Peter Bellars: Par for the Course
by John McGee

Peter Bellars, "Par for the
Course" logo golf
ball teed up for the first hole, kindergarten
(Images courtesy the artist)
Talk about a challenging school district. Most
people need at least three tries to pass junior high. High school is
worse and you can forget college—almost nobody gets in
through the
front door. Not even the visiting Asian mini-golf champ.
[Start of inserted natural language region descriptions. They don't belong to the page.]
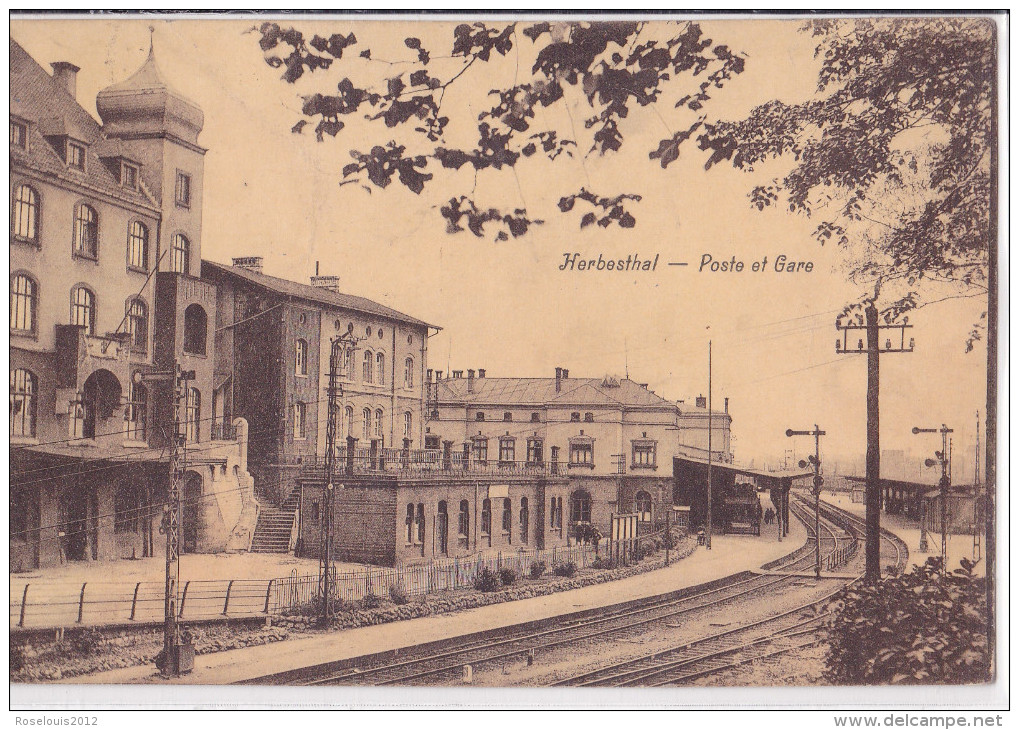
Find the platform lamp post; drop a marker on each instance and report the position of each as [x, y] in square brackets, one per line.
[942, 458]
[815, 461]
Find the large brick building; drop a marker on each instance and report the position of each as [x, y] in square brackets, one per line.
[105, 287]
[614, 438]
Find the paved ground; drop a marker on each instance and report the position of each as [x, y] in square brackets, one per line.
[959, 545]
[730, 554]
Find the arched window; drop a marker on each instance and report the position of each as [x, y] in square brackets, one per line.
[83, 309]
[23, 389]
[506, 515]
[24, 214]
[301, 358]
[642, 506]
[180, 254]
[86, 231]
[196, 329]
[300, 420]
[193, 414]
[23, 303]
[366, 370]
[138, 323]
[409, 372]
[580, 507]
[486, 517]
[136, 413]
[464, 520]
[138, 246]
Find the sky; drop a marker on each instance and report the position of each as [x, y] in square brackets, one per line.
[505, 306]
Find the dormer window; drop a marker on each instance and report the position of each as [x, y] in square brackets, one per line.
[75, 155]
[18, 135]
[128, 175]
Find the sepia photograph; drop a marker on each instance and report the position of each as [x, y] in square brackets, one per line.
[466, 352]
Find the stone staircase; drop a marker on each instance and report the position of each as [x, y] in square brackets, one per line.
[275, 525]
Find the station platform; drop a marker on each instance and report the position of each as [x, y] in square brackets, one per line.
[729, 555]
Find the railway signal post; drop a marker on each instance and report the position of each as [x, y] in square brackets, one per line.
[814, 460]
[873, 485]
[942, 458]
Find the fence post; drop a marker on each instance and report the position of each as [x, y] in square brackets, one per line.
[268, 590]
[24, 595]
[226, 603]
[133, 602]
[183, 597]
[81, 604]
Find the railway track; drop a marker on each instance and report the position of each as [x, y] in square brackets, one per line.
[757, 640]
[446, 660]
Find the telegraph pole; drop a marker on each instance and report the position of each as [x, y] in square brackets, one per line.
[945, 483]
[815, 460]
[873, 482]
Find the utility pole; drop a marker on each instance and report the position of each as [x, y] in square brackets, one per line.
[707, 541]
[873, 481]
[945, 483]
[815, 460]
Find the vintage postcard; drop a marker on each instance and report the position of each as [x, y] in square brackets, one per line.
[506, 352]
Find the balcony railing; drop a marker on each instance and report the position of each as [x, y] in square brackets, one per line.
[430, 462]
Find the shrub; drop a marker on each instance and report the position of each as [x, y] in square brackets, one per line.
[566, 570]
[397, 594]
[486, 580]
[918, 628]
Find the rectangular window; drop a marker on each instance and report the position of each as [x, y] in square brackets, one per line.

Peter Bellars' model of the Japanese education
system is an eight-hole miniature golf course. It's not so different
from what you'd find in suburban America, at the seaside in Bellars'
native England (where they call it "crazy golf") or on top of nearby
World Porters mall in Yokohama (the headquarters of the Japanese
professional sport bahn-golf). Bellars kept the slippery
slopes and octagonal greens. But rather than windmills and dragons, he
constructed simple, beige models of boxy school buildings on his blue,
artificial "fairways."
Pray hard at the jinja (in
front) so that
you'll
make it into daigaku (rear)
Even kids won't have trouble on the first hole, youchien
(kindergarten). The surface is flat and straight, and the only
obstacle—a broad, open shed-like building—has a
doorway wide enough to
drive a Tonka through.
But, like school, the game gets progressively harder. To pass through chugakko (junior
high), you first have to negotiate a narrow,
undulating ramp. Kotogakko
(high school) has a steep ziggurat slope
that requires a very straight putt. Getting into the front door of the
last hole, the Todai-inspired daigaku
(college), is pure luck.
Two special rules encourage players. Everyone gets
automatically "promoted" to the next hole if they can't get in after
six shots. And good performances on the juku and yobiko (cram
schools)
holes can lower your score.
Unlike students, players can relax on park benches
between the holes and watch videos. One is a five-minute documentary of
the only golf temple in the world, Zenshoji in Gunma. Duffers stop by
to make golf ball offerings to a stone relief of the "golf Kannon," a
Buddhist god with a full set of clubs spread like rays of light behind
him.
Cynical, sarcastic, ironic or just British,
Bellars uses his work to playfully satirize Japanese culture. "I play
with what I see but twist it slightly," says the artist. Bellars,
42, has lived in Japan for 16 years, giving him an outsider's inside
view of Japan.

Golf Kannon at Zenshoji temple
in Gunma
And as an English teacher at various local
universities, Bellars knows how the system handicaps prospective
students. The crazy golf he remembers as a kid, he says in his artist
statement, "required no real understanding of golf, no particular
talent, just masses of luck or skill gained from endless practice of
the particular obstacles on the course."
According to Bellars, Japanese
school entrance exams operate the same way. Students improve their
admission chances by practicing for one specific test, acquiring the
necessary information to pass by studying special guidebooks. This,
says Bellars, reflects the goal-oriented nature of the system. "Parents
are not interested in what kids learn but
in passing the test," he says. In Japan, as the artist points out,
playing the game is par for the course.
Bellars' insights about the Japanese education
system may not be novel, but his irreverent repackaging of it is
well-designed and keenly detailed (the logo is a modified Japanese
school zone sign—a boy and a girl in profile carry golf clubs
in
addition to their schoolbags). It's also fun, frustrating and free.
Bring the kids and the ole Billy Barrew.
_______________________________________
The Peter Bellars: Par for the Course exhibition
was held Sept-Oct 2002 at the
Yokohama Museum of Art, Art Gallery in Yokohama, Japan.